The present study constitutes the first application of an RNA based viability assay for M. leprae on nasal swabs. The RNA assay in combination with quantification by RLEP qPCR was successfully tested for monitoring the treatment response in two MB patients from Germany. Clinical samples of the Togolese validation cohort were not bacteriologically confirmed as neither microscopic assessment of skin smears nor histopathological analysis of skin biopsies was part of the routine diagnostic procedure in Togo. However, for one of our German patients we had the opportunity to extensively analyze corresponding nasal swab samples by microscopy and the two molecular assays. A correlation was found between the bacillary load as determined by RLEP qPCR and BI, as well as the presence of viable bacilli as detected by the RNA assay and MI [38]. It must be noted that the viability assay developed by our group does not allow quantification of RNA as gene expression studies were out of the scope of this work.
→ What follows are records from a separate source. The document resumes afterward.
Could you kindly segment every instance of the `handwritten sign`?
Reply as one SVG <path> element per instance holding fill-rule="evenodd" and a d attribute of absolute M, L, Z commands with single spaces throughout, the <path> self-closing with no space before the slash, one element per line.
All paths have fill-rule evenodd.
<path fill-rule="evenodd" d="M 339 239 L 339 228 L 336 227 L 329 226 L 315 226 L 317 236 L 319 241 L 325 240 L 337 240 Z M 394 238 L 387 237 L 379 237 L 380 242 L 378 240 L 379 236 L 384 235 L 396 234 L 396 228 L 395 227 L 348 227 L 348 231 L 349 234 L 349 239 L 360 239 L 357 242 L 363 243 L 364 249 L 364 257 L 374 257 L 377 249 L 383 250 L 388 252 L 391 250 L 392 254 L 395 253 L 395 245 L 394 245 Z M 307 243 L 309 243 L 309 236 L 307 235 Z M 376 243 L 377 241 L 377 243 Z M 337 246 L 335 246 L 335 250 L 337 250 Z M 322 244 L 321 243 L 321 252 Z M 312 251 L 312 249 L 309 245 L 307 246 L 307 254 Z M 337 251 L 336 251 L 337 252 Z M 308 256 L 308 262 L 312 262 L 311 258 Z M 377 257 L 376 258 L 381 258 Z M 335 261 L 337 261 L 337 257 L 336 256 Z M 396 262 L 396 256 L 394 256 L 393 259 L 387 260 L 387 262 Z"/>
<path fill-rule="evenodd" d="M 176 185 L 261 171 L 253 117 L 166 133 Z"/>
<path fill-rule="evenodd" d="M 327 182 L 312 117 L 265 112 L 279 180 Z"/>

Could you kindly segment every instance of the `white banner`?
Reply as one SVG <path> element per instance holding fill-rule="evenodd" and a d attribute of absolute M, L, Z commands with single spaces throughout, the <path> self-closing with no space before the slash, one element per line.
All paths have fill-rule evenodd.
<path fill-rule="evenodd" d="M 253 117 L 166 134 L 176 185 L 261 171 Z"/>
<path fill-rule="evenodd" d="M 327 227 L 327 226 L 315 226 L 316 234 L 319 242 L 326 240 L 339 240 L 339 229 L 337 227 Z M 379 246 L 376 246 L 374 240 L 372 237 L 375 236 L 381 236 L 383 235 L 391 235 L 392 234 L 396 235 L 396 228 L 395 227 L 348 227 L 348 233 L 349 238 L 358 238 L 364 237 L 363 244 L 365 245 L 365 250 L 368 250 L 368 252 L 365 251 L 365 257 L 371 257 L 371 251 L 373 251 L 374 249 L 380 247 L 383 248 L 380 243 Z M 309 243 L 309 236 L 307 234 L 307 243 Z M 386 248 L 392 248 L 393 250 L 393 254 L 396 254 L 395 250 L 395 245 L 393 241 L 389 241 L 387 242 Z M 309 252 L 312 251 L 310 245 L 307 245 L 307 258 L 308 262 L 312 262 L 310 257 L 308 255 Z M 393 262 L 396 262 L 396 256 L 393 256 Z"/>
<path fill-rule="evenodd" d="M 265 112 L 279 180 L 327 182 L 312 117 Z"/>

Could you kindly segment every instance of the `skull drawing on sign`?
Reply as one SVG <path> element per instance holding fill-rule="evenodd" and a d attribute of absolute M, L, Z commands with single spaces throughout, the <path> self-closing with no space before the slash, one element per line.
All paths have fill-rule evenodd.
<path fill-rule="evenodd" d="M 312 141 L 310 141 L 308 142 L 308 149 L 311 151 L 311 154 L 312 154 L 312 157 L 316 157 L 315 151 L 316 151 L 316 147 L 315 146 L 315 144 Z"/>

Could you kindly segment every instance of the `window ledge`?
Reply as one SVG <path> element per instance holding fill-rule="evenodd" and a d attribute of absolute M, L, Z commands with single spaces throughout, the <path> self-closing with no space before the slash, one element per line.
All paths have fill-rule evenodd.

Meanwhile investigations on human-to-human transmission and nasal carriage of viable M. leprae among untreated MB patients and contact persons in Togo are underway [unpublished data]. Whereas the application of the molecular assays presented no challenges in our German laboratory, several limitations may hamper the realization of its full potential in resource poor settings. The assays in their current format are costly and need adequate infrastructure. Some reagents require expensive dry-ice shipping and continuous stocking of the reagents in Togo means at least three shipments per year. This in turn implies the need for a well-established laboratory management system, which in Togo has been provided by the accredited laboratory of INH [39, 40]. Whereas in Germany the follow-up of leprosy patients can be done in close intervals as needed, in endemic regions beside test costs also the significant mobility of populations in endemic regions may impede close routine follow-up.

Conclusions

In order to provide laboratory based management and follow-up of leprosy patients attending our outpatient clinic in Munich, Germany, as well as to facilitate transmission studies in Africa, a combined RLEP/16S rRNA (RT) qPCR assay was developed. The assay provides a sensitive and specific tool to determine the bacterial load and viability of M. leprae from nasal swab samples and is applicable for early diagnosis, monitoring treatment response and investigating the role of nasal carriage of M. leprae in human-to-human transmission through aerosol infection. Whereas in our own setting fortunately neither financial nor logistical restraints hampered the application of the assay on individual patients, for the most part these assays may not be applicable for individualized medicine but rather for epidemiological research issues.